Les Oriol, père et fils, étaient là, contemplant avec gravité cette chose inattendue, et ne sachant pas encore ce qu’ils en devaient penser. Le père était sec, un grand corps maigre avec une tête osseuse, une tête grave de paysan sans barbe ; et le fils, plus haut encore, un géant, maigre aussi, portant la moustache, ressemblait en même temps à un troupier et à un vigneron.

Les bouillons de l’eau semblaient augmenter, son volume s’accroître, et elle commençait à s’éclaircir.
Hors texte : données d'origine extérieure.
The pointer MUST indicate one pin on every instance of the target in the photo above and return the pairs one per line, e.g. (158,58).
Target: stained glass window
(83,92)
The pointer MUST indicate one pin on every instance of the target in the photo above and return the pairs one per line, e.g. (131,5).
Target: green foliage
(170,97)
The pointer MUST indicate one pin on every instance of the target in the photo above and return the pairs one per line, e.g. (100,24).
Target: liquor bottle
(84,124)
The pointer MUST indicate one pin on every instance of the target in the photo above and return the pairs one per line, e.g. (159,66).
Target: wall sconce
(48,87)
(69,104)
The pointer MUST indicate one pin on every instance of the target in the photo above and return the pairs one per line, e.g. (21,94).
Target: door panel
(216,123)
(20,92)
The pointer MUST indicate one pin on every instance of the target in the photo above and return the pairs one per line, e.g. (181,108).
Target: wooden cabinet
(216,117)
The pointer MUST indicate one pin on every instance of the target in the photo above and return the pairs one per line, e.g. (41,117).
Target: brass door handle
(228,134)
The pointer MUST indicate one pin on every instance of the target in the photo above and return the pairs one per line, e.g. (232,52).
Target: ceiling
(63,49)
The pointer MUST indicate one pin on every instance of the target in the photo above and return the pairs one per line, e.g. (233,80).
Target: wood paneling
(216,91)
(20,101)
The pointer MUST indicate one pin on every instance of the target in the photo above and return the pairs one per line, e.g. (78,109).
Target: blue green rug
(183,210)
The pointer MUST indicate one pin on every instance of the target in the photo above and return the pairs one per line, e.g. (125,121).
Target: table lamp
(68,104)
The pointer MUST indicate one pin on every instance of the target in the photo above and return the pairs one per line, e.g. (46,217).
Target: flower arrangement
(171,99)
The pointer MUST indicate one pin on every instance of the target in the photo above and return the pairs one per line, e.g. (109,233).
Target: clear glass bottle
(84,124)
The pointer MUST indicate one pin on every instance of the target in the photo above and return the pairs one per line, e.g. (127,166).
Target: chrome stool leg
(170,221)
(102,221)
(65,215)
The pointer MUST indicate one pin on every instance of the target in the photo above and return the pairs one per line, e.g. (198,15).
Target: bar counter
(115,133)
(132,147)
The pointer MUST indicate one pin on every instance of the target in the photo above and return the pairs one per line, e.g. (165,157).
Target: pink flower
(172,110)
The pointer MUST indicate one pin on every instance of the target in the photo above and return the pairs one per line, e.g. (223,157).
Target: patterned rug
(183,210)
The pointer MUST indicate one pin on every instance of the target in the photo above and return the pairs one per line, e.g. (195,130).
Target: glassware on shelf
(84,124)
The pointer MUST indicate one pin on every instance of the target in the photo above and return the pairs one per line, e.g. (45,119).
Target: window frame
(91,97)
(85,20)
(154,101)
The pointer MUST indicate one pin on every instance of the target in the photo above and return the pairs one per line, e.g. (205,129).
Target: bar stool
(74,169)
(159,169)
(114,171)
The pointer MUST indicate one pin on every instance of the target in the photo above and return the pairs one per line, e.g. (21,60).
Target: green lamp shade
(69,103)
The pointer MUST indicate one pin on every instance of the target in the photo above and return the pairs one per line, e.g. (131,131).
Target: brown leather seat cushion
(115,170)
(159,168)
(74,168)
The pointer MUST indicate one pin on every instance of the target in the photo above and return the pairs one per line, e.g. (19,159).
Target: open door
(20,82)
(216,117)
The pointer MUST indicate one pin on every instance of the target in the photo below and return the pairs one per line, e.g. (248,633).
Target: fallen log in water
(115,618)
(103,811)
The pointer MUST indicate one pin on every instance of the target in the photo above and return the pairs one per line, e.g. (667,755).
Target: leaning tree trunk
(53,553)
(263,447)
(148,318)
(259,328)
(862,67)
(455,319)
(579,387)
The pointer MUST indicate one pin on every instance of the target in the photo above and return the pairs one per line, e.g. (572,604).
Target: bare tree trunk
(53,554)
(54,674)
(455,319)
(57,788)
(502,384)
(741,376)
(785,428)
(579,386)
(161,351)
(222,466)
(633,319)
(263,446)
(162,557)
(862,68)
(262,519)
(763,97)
Un mouvement eut lieu dans le public, et le docteur Latonne parut, un verre à la main. Il suait, il soufflait, et il demeura atterré en apercevant son confrère, le docteur Honorat, un pied posé sur le bord de la source nouvelle comme un général entré le premier dans une place.

Il demanda, haletant :

— Vous l’avez goûtée ?

— Non. J’attends qu’elle soit propre.

Alors le docteur Latonne y plongea son verre, et but avec cet air profond que prennent les experts pour déguster les vins. Puis il déclara : « Excellente ! » ce qui ne le compromettait pas, et, tendant le verre à son rival : « Voulez-vous ? »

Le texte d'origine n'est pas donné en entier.